To respond to the humanity of those whom a person dislikes (or is disliked by), according to Samuel Hopkins, who was Jonathan Edwards protégé, is the essence of the Kingdom of God available here and now, rather than after a final judgment. In fact, choosing to value and incorporate in practice such a kingdom as Hopkins sketches survives any Jansenist, strict Augustinian, view of free-will as profoundly wounded by the Fall. Looking the other way, not to mention supporting politically, ideologically, or ethically a heinous regime that is starving and killing millions intentionally out of sheer hatred, even relegating the other as subhuman, whether Jews in Nazi Germany or Palestinians in Gaza nearly a century later, reflects how deplorable a human’s use of one’s free-will can be, post-lapsarian (i.e., due to original sin). Even given the mythic fall of Adam and Eve in the Book of Genesis, we are all responsible for how we use our free-will, even though it is tainted.

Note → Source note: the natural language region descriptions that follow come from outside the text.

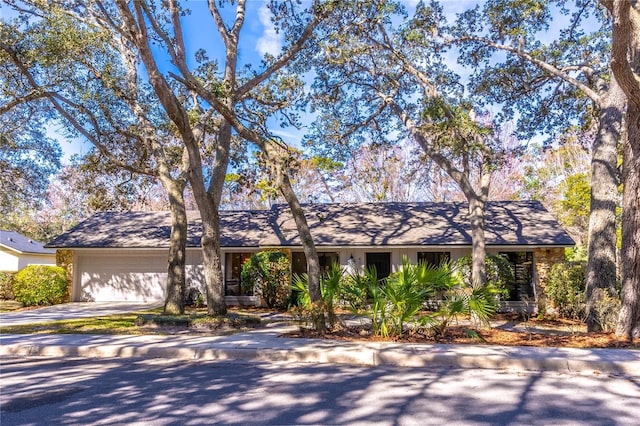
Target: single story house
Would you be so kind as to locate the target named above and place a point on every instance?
(18, 251)
(123, 256)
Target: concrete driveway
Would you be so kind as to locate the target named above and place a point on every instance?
(73, 310)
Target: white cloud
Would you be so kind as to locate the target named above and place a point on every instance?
(271, 41)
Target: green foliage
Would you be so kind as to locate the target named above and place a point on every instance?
(498, 269)
(565, 289)
(41, 285)
(330, 289)
(6, 285)
(268, 274)
(606, 309)
(404, 295)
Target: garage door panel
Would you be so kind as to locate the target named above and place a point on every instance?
(135, 278)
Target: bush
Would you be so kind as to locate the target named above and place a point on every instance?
(268, 274)
(41, 285)
(6, 285)
(565, 289)
(498, 270)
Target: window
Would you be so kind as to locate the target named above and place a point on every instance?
(435, 258)
(382, 263)
(522, 265)
(234, 263)
(326, 259)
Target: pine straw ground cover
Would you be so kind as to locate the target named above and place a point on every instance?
(506, 330)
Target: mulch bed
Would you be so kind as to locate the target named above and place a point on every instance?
(493, 336)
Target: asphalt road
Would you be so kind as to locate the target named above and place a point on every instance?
(40, 391)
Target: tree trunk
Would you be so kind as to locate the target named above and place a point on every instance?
(629, 319)
(601, 260)
(478, 254)
(210, 239)
(176, 278)
(313, 262)
(310, 252)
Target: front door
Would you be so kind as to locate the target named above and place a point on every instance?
(382, 263)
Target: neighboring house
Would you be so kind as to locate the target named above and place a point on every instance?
(18, 251)
(123, 256)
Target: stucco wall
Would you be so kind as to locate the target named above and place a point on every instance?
(544, 259)
(8, 261)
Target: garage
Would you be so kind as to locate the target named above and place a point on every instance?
(130, 277)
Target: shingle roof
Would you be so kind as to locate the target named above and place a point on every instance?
(365, 224)
(21, 244)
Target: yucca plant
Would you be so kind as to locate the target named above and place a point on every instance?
(405, 296)
(329, 288)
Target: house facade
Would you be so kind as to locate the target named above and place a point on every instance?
(18, 251)
(123, 256)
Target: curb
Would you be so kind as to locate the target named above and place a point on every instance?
(587, 361)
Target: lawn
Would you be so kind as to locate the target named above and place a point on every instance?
(147, 322)
(507, 330)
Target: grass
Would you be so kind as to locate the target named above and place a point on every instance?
(111, 324)
(147, 322)
(9, 305)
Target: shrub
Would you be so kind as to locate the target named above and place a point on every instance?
(330, 289)
(41, 285)
(268, 274)
(498, 270)
(565, 289)
(6, 285)
(607, 308)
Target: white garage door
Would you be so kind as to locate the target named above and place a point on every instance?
(128, 278)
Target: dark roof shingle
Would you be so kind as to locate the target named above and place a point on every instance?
(19, 243)
(363, 224)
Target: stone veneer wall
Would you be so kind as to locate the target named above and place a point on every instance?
(544, 259)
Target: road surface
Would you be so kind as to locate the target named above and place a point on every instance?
(38, 391)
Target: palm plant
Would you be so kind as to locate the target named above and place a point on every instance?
(329, 288)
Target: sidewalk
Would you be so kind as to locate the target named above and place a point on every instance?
(265, 345)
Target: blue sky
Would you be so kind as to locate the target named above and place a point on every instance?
(258, 38)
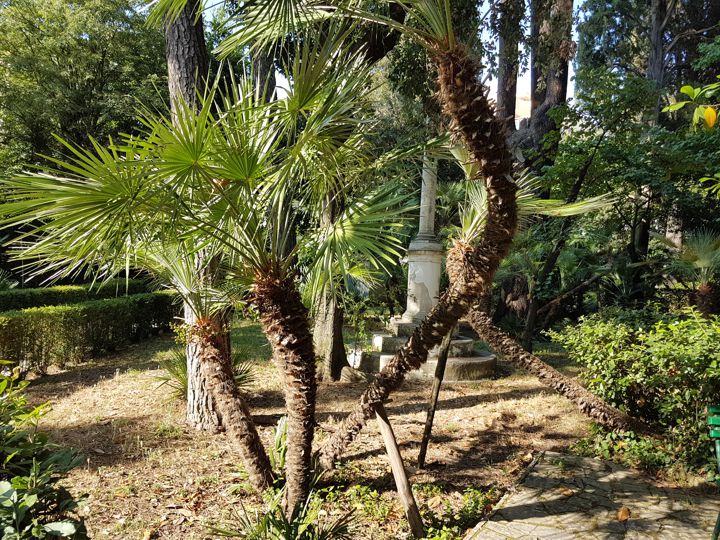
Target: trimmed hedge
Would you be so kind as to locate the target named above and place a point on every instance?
(38, 337)
(14, 299)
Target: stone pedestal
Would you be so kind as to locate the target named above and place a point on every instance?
(424, 258)
(424, 268)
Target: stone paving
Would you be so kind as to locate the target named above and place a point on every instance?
(569, 497)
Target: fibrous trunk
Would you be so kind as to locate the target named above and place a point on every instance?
(200, 408)
(588, 403)
(328, 338)
(211, 341)
(471, 268)
(286, 325)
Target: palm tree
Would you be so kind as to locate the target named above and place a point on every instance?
(233, 180)
(463, 98)
(697, 260)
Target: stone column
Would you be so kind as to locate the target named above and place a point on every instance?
(424, 257)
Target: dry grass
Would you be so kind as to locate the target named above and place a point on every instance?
(149, 476)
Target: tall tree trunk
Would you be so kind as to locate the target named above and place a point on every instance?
(328, 339)
(509, 34)
(212, 344)
(187, 56)
(538, 13)
(555, 49)
(588, 403)
(471, 268)
(551, 260)
(188, 63)
(286, 324)
(656, 57)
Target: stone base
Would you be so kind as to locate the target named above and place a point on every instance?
(389, 344)
(457, 369)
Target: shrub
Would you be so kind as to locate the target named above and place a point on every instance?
(41, 336)
(14, 299)
(662, 368)
(32, 505)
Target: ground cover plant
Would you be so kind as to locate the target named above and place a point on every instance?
(33, 504)
(664, 367)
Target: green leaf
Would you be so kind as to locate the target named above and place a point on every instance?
(60, 528)
(675, 106)
(689, 91)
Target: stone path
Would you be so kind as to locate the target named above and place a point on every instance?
(568, 497)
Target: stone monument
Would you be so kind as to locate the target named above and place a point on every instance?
(424, 259)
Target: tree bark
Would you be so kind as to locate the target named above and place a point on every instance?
(328, 339)
(285, 323)
(588, 403)
(187, 56)
(509, 34)
(213, 350)
(471, 268)
(200, 408)
(188, 64)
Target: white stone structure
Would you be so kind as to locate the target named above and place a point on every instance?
(424, 259)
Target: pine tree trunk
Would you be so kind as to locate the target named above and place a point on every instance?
(187, 56)
(509, 35)
(328, 339)
(588, 403)
(471, 268)
(211, 341)
(286, 325)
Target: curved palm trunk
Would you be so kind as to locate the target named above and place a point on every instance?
(471, 269)
(286, 325)
(588, 403)
(213, 350)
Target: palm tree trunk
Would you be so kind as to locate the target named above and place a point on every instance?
(588, 403)
(471, 268)
(212, 345)
(286, 324)
(199, 408)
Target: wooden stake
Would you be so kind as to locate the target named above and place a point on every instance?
(401, 482)
(434, 395)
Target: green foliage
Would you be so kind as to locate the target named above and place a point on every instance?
(41, 336)
(14, 299)
(452, 523)
(175, 376)
(368, 501)
(75, 69)
(307, 522)
(32, 505)
(663, 368)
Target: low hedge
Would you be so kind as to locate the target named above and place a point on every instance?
(14, 299)
(38, 337)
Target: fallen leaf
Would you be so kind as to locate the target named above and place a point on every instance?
(623, 514)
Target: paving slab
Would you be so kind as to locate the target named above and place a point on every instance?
(570, 497)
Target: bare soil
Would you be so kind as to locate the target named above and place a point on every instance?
(147, 475)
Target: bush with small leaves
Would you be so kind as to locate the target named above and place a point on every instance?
(38, 337)
(661, 367)
(32, 505)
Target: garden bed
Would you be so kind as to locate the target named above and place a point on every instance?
(149, 476)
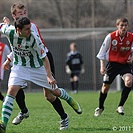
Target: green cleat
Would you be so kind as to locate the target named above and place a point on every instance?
(2, 127)
(75, 106)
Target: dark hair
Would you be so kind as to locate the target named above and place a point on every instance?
(16, 6)
(121, 20)
(20, 22)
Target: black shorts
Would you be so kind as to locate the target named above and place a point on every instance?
(51, 61)
(113, 69)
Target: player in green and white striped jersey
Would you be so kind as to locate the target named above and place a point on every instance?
(30, 64)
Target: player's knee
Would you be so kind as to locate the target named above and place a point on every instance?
(105, 88)
(50, 98)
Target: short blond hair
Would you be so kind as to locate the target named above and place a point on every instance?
(121, 20)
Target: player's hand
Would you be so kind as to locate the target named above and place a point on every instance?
(130, 60)
(6, 65)
(6, 20)
(82, 71)
(52, 82)
(68, 71)
(102, 70)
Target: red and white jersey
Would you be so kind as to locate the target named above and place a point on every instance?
(33, 28)
(116, 48)
(4, 51)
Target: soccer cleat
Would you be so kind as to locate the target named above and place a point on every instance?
(64, 123)
(98, 111)
(2, 127)
(120, 110)
(75, 106)
(18, 119)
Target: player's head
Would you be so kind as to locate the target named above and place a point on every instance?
(17, 10)
(73, 46)
(22, 26)
(122, 25)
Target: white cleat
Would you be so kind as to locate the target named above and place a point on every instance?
(64, 124)
(18, 119)
(120, 110)
(98, 111)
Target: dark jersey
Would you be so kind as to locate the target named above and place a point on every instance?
(74, 61)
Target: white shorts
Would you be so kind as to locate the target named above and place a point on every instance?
(20, 75)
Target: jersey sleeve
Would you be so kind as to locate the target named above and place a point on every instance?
(39, 47)
(6, 28)
(37, 31)
(7, 50)
(104, 50)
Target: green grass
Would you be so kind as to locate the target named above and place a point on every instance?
(43, 118)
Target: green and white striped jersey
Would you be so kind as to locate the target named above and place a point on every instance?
(27, 52)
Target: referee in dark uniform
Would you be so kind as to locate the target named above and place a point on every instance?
(74, 66)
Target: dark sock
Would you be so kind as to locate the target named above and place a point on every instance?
(124, 95)
(102, 99)
(76, 85)
(72, 85)
(20, 99)
(1, 97)
(58, 107)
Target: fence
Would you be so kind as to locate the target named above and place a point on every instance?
(88, 44)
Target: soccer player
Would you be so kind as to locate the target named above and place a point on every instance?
(116, 50)
(30, 63)
(17, 10)
(74, 66)
(4, 51)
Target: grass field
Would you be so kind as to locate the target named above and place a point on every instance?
(43, 119)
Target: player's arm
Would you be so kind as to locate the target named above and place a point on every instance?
(67, 68)
(6, 64)
(103, 52)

It may even be said that there is a special place in hell for Christians who look the other way on Israel’s extermination of the Gazans, as if all of them were culpable for Hama’s day of attack in which 1,200 Israelis were killed and a few hundred taken hostage by a subjugated people occupied by an apartheid regime. The doctrine of collective justice, which Yahweh, not human beings, apply to Israel in the Hebrew Bible, is in human hands nothing but a weaponized fallacy. To give this a blank slate because Israel’s existence empirically is requisite to the Second Coming even raises the question of whether the human brain is inherently compromised cognitively and ethically in relating the domains of ethics to religion/theology. It used to be asked whether atheists could be ethical. Perhaps the question has become whether pre-millennialist theists (i.e., evangelical Christians) can be ethical and politically responsible.




1. Robert D. Cornwall, “The Roots of Belief in the 2025 Rapture that Didn’t Happen,” MSNBC.com, September 25, 2025.
2. 1 Thessalonians 4:16-17 (KJV)
3. Robert D. Cornwall, “The Roots of Belief in the 2025 Rapture that Didn’t Happen."
4. Ibid.
5. Ibid.
6. This prediction is in Matthew 24, Mark 13, and Luke 21.
7. Robert D. Cornwall, “The Roots of Belief in the 2025 Rapture that Didn’t Happen."